Milk Tooth, BSU’s student-run literary magazine, gives students of any major opportunities to showcase their writing, hone editing skills and learn publishing basics. Formerly known as Paper Plains, the magazine was part of BSU’s English department before becoming an official student organization this year. Students like Shawn Cruze, a graduate student from St. Cloud studying English, is happy about this recent change and what it means for BSU students who love writing.
“We are excited to host events and give more back to the students while also garnering more interest in our publication,” said Cruze, who is Milk Tooth’s consulting editor.
Cruze works closely with managing editor Brooke Froehle, a senior English major who is also from St. Cloud. Together they make editorial decisions and support fellow students who write, design and advertise the publication. A faculty advisor helps through the process as needed.
“The biggest things I take away from Milk Tooth is working collaboratively and an exposure to various forms, styles and subjects of writing,” said Froehle, who helps grow Milk Tooth by encouraging fresh perspectives and ideas. “Being able to see the talent and creativity of my fellow students is really inspiring. I have definitely learned a lot about leadership, management and community.”

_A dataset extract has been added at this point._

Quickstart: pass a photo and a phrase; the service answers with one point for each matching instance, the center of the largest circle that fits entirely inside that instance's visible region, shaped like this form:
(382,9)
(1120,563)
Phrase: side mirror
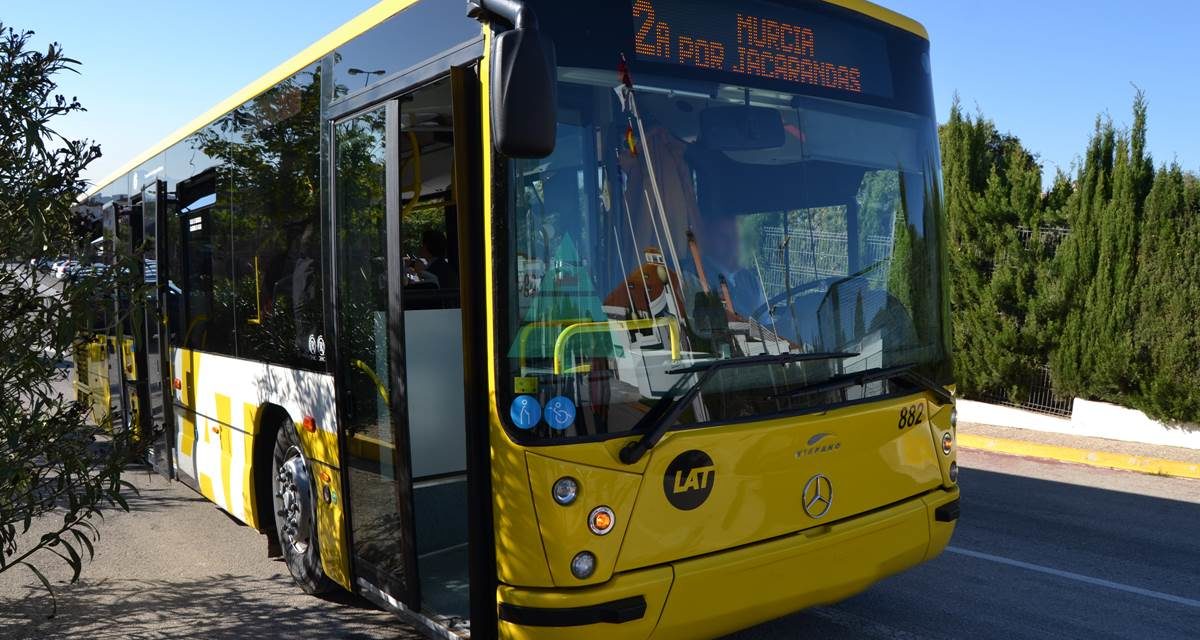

Milk Tooth primarily publishes poetry, fiction and creative nonfiction, but hopes to expand into graphic novels. Student submissions are anonymously reviewed by editorial groups before being published for campus readers each spring.
Autumn Miles, a junior from Brainerd and the organization’s social media manager, is appreciative of what she’s learned through her involvement in Milk Tooth.
“I love this organization because it’s meant to support BSU creators as well as give experience to students who wish to participate in the editorial and magazine creation process,” Miles said. “We hope to get students to recognize that anyone, no matter their major or lifestyle, can write.”